Is brown paper biodegradable? (7 properties of brown paper) 

In this article, the biodegradability of brown paper will be targeted. Other covered aspects will be:

  • What is brown paper?
  • What are the applications of brown paper?
  • How is brown paper made?
  • What is biodegradability?
  • What is the impact of brown paper on the environment?
  • Is brown paper biodegradable?
  • FAQs

Is brown paper biodegradable?

Brown paper is biodegradable because it is made from natural materials (trees). The microbes can easily degrade brown paper. 

Brown paper is also known as kraft paper and is regarded as strong with high tensile strength. This is because of higher lignin contents and the absence of bleaching agents which may reduce the strength of paper. 

Brown paper is used for a variety of applications including industrial packaging, wrapping, arts, crafts, and protective shipping. 

Other than biodegradable, it is also possible to compost brown paper. Compost is dead organic matter which may be used as a natural fertiliser to improve the soil quality. 

As brown paper does not contain any harmful elements and is rich in organic content, it is very possible to compost brown paper. 

Paper may also be recycled to make new paper, thus leading to better energy and waste management proclivities. 

What is brown paper? (7 properties of brown paper) 

Brown paper is also regarded as kraft paper. It is an unbleached paper which is mostly made from plant sources. The common sources of the brown paper include wood pulp and trees. 
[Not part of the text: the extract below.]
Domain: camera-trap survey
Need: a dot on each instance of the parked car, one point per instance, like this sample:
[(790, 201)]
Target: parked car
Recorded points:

The common uses of brown paper include:

  • Wrapping purposes 
  • Protection
  • Economic void fill
  • Palette lining
  • Packaging of products 
  • Invitation cards & flyers 

Usually when a paper is produced, it goes through a bleaching process and because of that the whiteness of paper is achieved. When brown paper is made, the bleaching part is simply not done. 

Common bleaching agents used for the bleaching process include hydrogen peroxide. When brown paper is made, the use of these bleaching agents is thus avoided. 

The use of bleaching is linked to decreased strength of paper and that is why brown paper is much stronger and more sturdy than the common white paper. 

Since brown paper is made from plant-based sources, there are minimal impacts brown paper on the environment. 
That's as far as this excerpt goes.